Exercise 1. In cmdparse.c, complete cmd_parse() so that it handles parentheses and subshells. If you did this correctly, then make test should now pass the first five tests (it will by default pass some of the successive tests).
Exercise 2. In cmdparse.c, complete cmd_free(). We do not provide testing code for this. One hint: what does strdup() do? Type man strdup to find out. A helpful resource may be gdb. Speaking of resources….in this and the next part of the lab, you will need some comfort with C. We have been building this comfort in class, but you may still feel shaky. Here are some potentially helpful resources:
C for Java Programmers (Nagarajan and Dobra, Cornell) C for Java Programmers (Henning Schulzrinne, Columbia) A Tutorial on Pointers and Arrays in C (Ted Jensen)
Executing command lines
In this part of the lab, you will write the code to execute the parsed command line. Now would be a good time to take another look at main.c to see the high-level loop and logic for the entire shell. Although we have given you the necessary skeleton, most of the “work” for executing command lines is unimplemented. Your job is to fill it in:
Exercise 3. In cmdrun.c, implement cmd_line_exec() and cmd_exec(). The comments in cmdrun.c give specifications and hints.

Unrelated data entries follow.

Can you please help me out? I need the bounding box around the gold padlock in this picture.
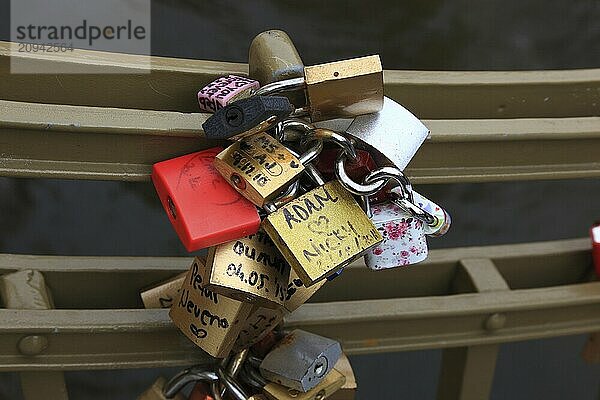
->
[262,180,382,286]
[256,54,383,123]
[329,354,357,400]
[233,305,287,351]
[137,376,186,400]
[203,229,291,308]
[214,132,305,207]
[169,257,253,358]
[263,368,346,400]
[304,55,383,122]
[140,272,186,309]
[284,269,326,313]
[248,30,306,107]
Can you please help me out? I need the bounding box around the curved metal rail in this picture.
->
[1,42,599,119]
[0,238,595,371]
[1,100,599,183]
[0,42,598,400]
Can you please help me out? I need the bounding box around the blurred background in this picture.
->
[0,0,599,398]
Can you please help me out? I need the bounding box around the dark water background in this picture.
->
[0,0,600,398]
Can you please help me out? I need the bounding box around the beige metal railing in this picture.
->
[0,42,598,400]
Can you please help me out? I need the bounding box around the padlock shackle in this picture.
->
[253,77,305,97]
[335,152,387,196]
[363,168,437,226]
[281,118,357,162]
[163,367,218,398]
[239,366,265,389]
[217,368,249,400]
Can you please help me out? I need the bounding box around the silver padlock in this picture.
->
[259,329,342,392]
[323,96,429,171]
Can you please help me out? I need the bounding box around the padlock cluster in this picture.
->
[140,329,352,400]
[143,30,450,400]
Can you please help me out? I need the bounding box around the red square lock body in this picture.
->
[152,148,260,252]
[592,222,600,277]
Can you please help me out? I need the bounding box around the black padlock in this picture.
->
[202,95,294,140]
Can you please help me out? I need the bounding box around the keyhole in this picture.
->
[231,173,246,190]
[314,361,326,377]
[225,107,244,127]
[333,71,339,77]
[167,197,176,219]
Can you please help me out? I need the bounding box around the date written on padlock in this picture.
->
[284,268,326,313]
[203,229,291,308]
[263,181,382,285]
[198,75,259,113]
[214,133,305,207]
[169,258,252,358]
[202,95,294,140]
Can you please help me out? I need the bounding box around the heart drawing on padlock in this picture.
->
[365,202,428,270]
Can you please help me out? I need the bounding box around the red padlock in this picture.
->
[152,148,261,252]
[189,382,215,400]
[591,221,600,277]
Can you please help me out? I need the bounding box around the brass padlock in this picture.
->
[233,305,287,351]
[329,354,357,400]
[169,257,253,358]
[137,376,186,400]
[284,268,326,313]
[262,180,382,286]
[214,132,306,207]
[140,272,186,309]
[203,229,291,308]
[255,55,383,122]
[248,30,306,107]
[262,368,346,400]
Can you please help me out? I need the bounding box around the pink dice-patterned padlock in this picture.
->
[197,75,259,112]
[412,191,451,236]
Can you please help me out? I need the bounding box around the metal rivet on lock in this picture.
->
[17,335,48,356]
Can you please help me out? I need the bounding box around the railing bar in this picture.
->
[457,259,510,293]
[0,270,69,400]
[436,344,500,400]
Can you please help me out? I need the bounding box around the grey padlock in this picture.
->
[317,96,429,170]
[259,329,342,392]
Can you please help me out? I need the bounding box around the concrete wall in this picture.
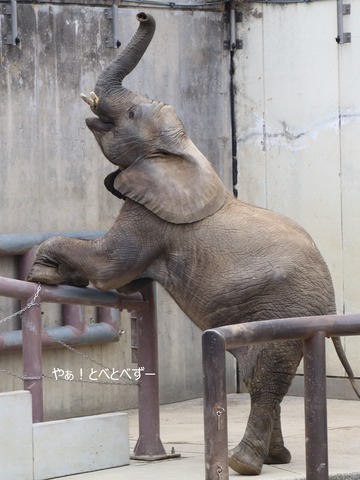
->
[234,0,360,382]
[0,3,235,418]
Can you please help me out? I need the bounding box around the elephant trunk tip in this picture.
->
[136,12,156,28]
[137,12,149,22]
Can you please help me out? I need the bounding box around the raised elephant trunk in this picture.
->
[81,12,155,111]
[98,12,155,93]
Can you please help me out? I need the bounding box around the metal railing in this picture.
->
[0,275,146,422]
[0,232,175,460]
[0,232,119,350]
[202,314,360,480]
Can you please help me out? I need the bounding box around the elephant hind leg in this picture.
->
[229,404,291,475]
[229,403,291,474]
[264,403,291,465]
[229,404,274,475]
[229,340,302,475]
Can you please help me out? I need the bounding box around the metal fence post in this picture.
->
[132,282,179,460]
[22,290,43,423]
[303,331,329,480]
[202,316,360,480]
[202,330,229,480]
[18,247,44,422]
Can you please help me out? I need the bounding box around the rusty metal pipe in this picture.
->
[21,295,43,423]
[0,275,38,300]
[214,314,360,350]
[0,238,164,456]
[0,275,167,454]
[41,322,119,347]
[202,329,229,480]
[202,315,360,480]
[41,283,144,310]
[97,306,120,330]
[132,282,167,459]
[0,276,143,309]
[0,275,144,424]
[0,322,120,351]
[62,304,85,331]
[303,331,329,480]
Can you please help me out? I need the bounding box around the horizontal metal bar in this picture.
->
[0,322,120,351]
[122,0,227,7]
[0,0,227,8]
[41,283,145,309]
[246,0,312,3]
[0,231,106,256]
[211,314,360,350]
[0,275,37,300]
[0,276,144,310]
[244,0,332,3]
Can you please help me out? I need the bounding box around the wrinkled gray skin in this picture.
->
[27,13,356,475]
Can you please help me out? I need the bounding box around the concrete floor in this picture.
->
[62,393,360,479]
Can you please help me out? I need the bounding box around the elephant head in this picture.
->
[81,12,227,224]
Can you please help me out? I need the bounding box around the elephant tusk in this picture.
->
[89,92,100,107]
[80,93,93,107]
[80,91,100,110]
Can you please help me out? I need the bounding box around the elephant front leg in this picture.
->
[26,233,151,290]
[26,237,90,287]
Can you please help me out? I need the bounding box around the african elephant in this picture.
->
[27,12,358,475]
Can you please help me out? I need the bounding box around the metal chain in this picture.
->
[0,283,138,386]
[0,283,41,326]
[0,367,137,385]
[41,327,138,386]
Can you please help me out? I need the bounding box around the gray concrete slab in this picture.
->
[61,394,360,480]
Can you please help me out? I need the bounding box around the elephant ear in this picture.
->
[104,152,227,224]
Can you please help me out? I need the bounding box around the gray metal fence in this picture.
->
[0,232,174,459]
[202,315,360,480]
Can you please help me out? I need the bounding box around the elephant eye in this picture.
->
[128,110,135,119]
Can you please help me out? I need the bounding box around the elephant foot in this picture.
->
[27,264,62,285]
[228,442,263,475]
[27,264,89,288]
[264,445,291,465]
[264,402,291,465]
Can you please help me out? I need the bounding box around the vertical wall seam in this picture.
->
[260,4,267,209]
[337,43,345,316]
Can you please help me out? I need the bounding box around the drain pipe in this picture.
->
[228,2,241,198]
[229,2,242,394]
[230,3,237,51]
[336,0,351,44]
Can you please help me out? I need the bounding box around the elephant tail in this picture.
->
[332,337,360,399]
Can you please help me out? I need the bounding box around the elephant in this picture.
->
[27,12,359,475]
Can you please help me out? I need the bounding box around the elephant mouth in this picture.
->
[85,117,114,133]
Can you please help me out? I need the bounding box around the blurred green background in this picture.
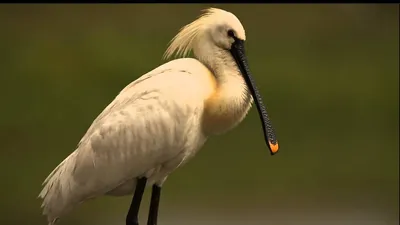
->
[0,3,398,225]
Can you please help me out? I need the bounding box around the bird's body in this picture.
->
[39,58,252,222]
[39,8,278,225]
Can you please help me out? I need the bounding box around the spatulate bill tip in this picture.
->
[268,141,279,155]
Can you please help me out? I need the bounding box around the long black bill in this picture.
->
[230,39,279,155]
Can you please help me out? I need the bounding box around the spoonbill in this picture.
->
[39,7,279,225]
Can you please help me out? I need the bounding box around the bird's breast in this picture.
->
[202,76,253,135]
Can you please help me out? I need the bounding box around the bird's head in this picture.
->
[205,9,246,50]
[164,8,245,59]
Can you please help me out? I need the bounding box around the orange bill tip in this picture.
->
[269,141,279,154]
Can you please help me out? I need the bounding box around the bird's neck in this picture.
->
[197,46,253,135]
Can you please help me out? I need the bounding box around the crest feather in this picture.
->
[163,8,226,60]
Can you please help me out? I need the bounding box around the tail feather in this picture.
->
[39,151,78,225]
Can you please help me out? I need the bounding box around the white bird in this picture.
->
[39,8,279,225]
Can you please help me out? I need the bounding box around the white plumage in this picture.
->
[39,8,278,225]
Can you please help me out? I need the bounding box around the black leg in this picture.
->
[147,185,162,225]
[126,177,147,225]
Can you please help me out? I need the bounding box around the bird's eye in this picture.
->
[227,29,235,37]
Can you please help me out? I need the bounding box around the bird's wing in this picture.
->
[76,70,160,146]
[39,59,214,221]
[73,69,206,195]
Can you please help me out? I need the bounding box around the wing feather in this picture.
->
[39,59,211,223]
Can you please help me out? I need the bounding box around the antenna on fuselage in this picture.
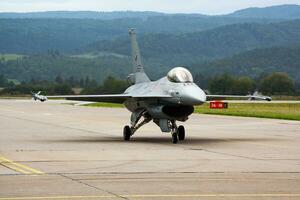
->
[129,28,150,84]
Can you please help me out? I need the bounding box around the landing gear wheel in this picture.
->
[172,133,178,144]
[123,126,131,141]
[178,125,185,141]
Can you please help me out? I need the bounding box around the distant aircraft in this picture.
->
[31,91,47,102]
[32,29,271,143]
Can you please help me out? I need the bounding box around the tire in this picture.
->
[178,126,185,141]
[172,133,178,144]
[123,126,131,141]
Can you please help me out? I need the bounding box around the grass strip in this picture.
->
[195,103,300,121]
[84,102,300,121]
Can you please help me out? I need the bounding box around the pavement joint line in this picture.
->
[1,171,300,177]
[1,194,300,199]
[58,173,129,200]
[0,156,44,175]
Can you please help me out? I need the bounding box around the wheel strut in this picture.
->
[123,110,152,141]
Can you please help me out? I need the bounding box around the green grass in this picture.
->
[85,102,300,121]
[7,79,21,85]
[0,54,24,61]
[195,103,300,121]
[271,96,300,100]
[72,52,127,59]
[71,53,99,59]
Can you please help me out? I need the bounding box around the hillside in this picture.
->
[1,5,300,19]
[0,11,165,20]
[191,45,300,81]
[0,5,299,85]
[1,45,299,84]
[229,4,300,19]
[85,20,300,61]
[0,54,131,83]
[0,16,280,54]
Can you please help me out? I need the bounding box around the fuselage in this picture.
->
[33,94,47,102]
[123,76,206,121]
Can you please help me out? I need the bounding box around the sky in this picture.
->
[0,0,299,14]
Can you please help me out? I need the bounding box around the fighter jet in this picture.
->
[32,29,271,143]
[31,91,47,102]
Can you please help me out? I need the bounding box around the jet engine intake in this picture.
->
[162,105,194,121]
[147,105,194,121]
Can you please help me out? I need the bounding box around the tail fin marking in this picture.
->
[129,28,150,84]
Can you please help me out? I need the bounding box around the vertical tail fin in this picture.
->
[129,28,150,83]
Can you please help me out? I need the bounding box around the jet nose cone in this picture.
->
[181,84,206,105]
[190,90,206,105]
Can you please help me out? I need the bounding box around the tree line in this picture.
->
[0,74,127,96]
[0,74,14,87]
[205,72,296,95]
[0,72,298,96]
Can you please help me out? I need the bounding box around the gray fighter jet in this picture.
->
[32,29,271,143]
[31,91,47,102]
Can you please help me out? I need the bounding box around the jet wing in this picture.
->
[43,94,130,103]
[46,94,131,99]
[206,94,272,101]
[34,93,172,103]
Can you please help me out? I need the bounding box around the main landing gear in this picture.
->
[122,110,186,144]
[123,125,131,141]
[123,109,152,141]
[170,120,185,144]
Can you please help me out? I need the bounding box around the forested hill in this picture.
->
[1,5,300,54]
[0,11,165,20]
[0,5,300,85]
[191,45,300,81]
[228,4,300,19]
[85,20,300,61]
[0,17,280,54]
[1,5,299,19]
[0,54,131,83]
[1,45,299,83]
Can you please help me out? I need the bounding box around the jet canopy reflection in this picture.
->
[167,67,194,83]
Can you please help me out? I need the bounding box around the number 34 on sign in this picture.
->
[209,101,228,109]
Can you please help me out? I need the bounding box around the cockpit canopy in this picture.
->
[167,67,194,83]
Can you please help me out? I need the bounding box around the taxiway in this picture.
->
[0,100,300,199]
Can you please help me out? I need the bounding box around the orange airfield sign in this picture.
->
[209,101,228,109]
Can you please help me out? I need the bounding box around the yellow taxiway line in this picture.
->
[0,155,44,175]
[1,194,300,199]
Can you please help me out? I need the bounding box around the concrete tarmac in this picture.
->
[0,99,300,199]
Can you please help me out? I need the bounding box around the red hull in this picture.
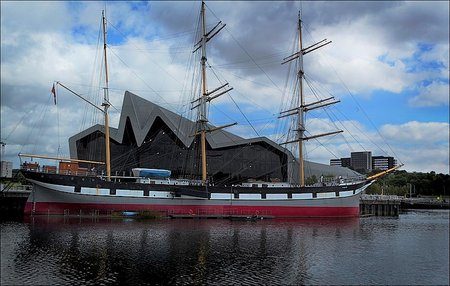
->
[25,202,360,218]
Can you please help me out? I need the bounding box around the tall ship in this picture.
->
[20,3,399,218]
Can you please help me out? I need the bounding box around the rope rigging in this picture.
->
[206,63,261,137]
[28,95,53,156]
[303,75,361,153]
[302,21,403,164]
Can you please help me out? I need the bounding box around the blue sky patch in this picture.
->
[403,43,446,73]
[377,54,395,67]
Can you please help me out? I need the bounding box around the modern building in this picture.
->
[351,151,372,173]
[341,157,351,168]
[69,91,360,185]
[330,152,396,174]
[330,159,341,166]
[372,156,396,170]
[0,161,13,178]
[330,157,351,168]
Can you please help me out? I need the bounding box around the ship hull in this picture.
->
[23,173,370,218]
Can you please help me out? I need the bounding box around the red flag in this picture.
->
[51,83,56,105]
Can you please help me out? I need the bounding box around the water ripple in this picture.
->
[1,211,449,285]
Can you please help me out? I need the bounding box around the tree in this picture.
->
[366,171,450,196]
[305,175,317,186]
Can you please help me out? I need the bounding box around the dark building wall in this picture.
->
[207,142,287,184]
[351,151,372,173]
[372,156,395,170]
[329,157,351,168]
[341,157,351,167]
[75,117,287,184]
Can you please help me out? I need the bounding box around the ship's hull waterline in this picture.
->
[23,173,371,218]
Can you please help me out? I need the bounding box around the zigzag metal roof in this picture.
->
[69,91,291,153]
[69,91,361,180]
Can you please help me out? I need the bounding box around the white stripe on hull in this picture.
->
[27,179,372,208]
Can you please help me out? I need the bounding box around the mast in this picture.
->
[102,10,111,181]
[200,1,208,184]
[297,12,305,186]
[28,12,113,178]
[0,141,5,161]
[279,12,338,187]
[192,1,235,185]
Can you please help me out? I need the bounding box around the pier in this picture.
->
[360,194,401,216]
[401,197,449,209]
[0,184,31,217]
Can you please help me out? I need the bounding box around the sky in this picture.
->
[1,1,449,174]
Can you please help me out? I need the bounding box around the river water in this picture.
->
[1,210,449,285]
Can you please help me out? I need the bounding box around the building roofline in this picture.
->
[70,91,294,157]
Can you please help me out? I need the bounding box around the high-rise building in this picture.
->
[372,156,396,170]
[330,157,351,168]
[351,151,372,173]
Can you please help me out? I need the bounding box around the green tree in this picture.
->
[366,170,449,197]
[305,175,317,186]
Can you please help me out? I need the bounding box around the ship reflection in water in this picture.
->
[2,211,449,285]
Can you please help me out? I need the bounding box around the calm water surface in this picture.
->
[1,210,449,285]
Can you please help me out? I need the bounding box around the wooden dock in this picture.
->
[360,194,401,216]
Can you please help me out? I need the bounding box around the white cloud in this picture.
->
[380,121,449,143]
[0,1,71,34]
[409,81,449,107]
[305,17,436,97]
[393,145,449,174]
[379,121,449,173]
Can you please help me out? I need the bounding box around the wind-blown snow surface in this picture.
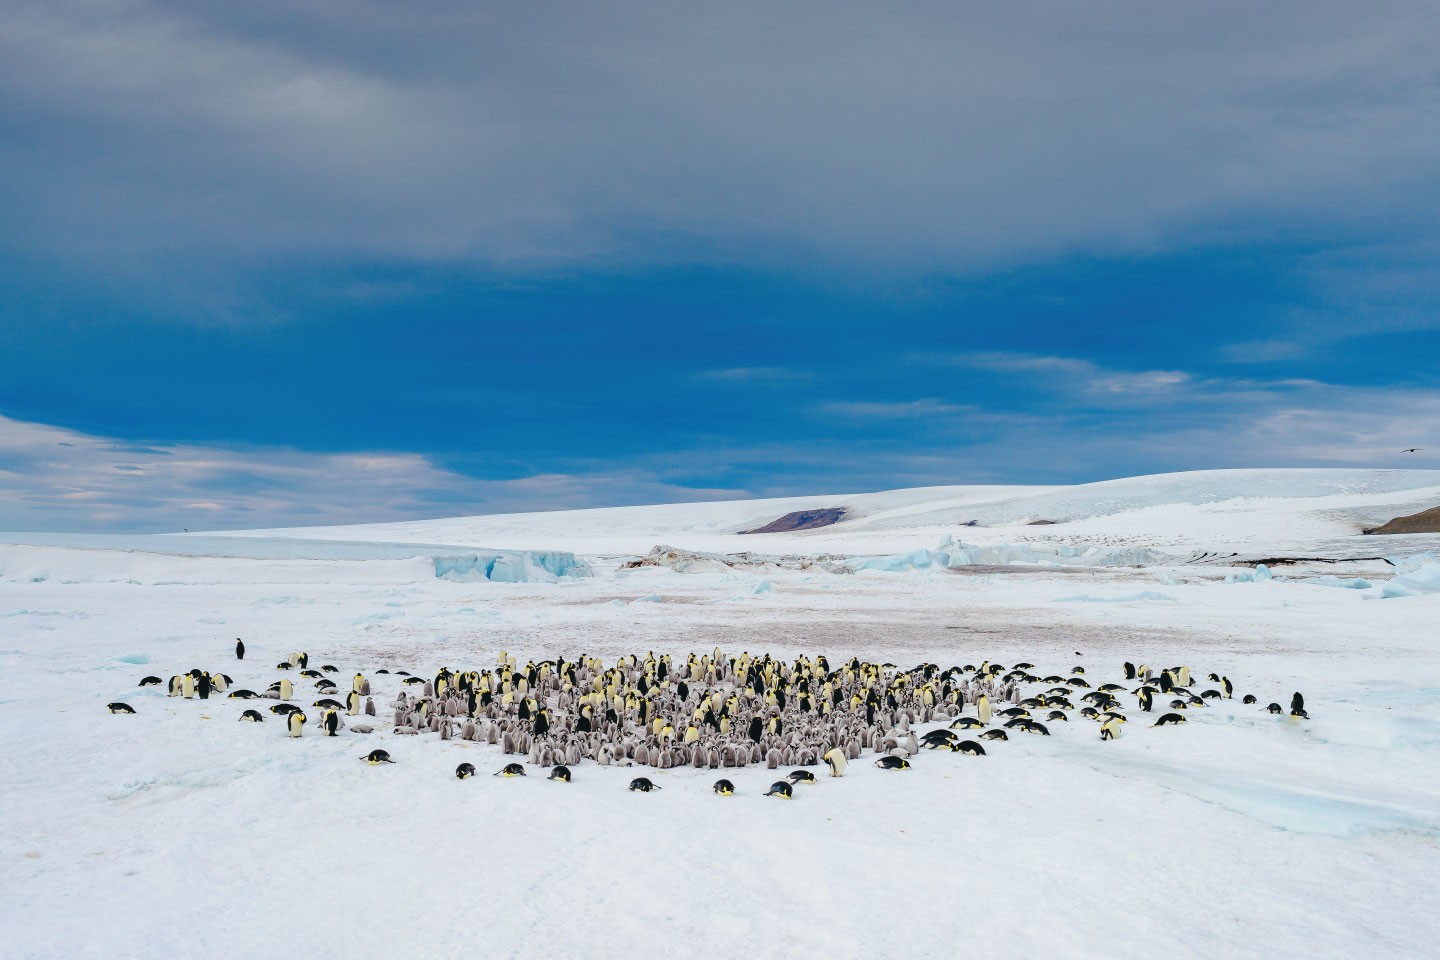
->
[3,469,1440,959]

It may be best to implement cmd_line_exec() first, and then to fill out cmd_exec() in pieces, testing the functionality as you go (using make test and your own testing).
Your functions will need to make heavy use of system calls. To learn more about the exact use of these system calls, you want to consult the manual pages. The interface to these pages is a program called man. Systems programmers need to type man a lot; you should too.
For example, man waitpid will give you documentation on the parameters and return values to waitpid(). Note that sometimes you will need to specify a section of the manual. For example, man open may not give you documentation on the system call open(); you would want man 2 open. Here is a list of some man commands that will be useful in this lab; you may need others:
# the numbers may be optional, depending on your system
$ man 2 waitpid # note WEXITSTATUS!
$ man 2 fork
$ man 2 open
$ man 2 close
$ man 2 dup2
$ man 3 strdup
$ man 3 strcmp
$ man 2 pipe
$ man 2 execve # or “man execvp” or “man 3 exec”
$ man 2 chdir
$ man 3 getcwd
$ man 3 perror
$ man 3 strtol
Interestingly, you don’t need to invoke read() and write() in this lab. (Why not?) You can learn more about the man program by typing man man (but avoid possible confusion).
A hint, concerning the exec variants: note that the argv array includes the command name itself as the “zeroth” argument. For example, in the command echo foo, the initial element in the array is argv[0], which is the address of memory that holds the string echo. And argv[1] is the address of memory that holds the string foo. This is not necessarily intuitive. A word about testing: if a particular test is giving you trouble, it may be helpful to type it into the standard shell (bash, as covered in the warmup earlier), and see what happens. Then play around with (or modify) the test, to try to understand what bash expects. That may give you insight about what your code is supposed to do.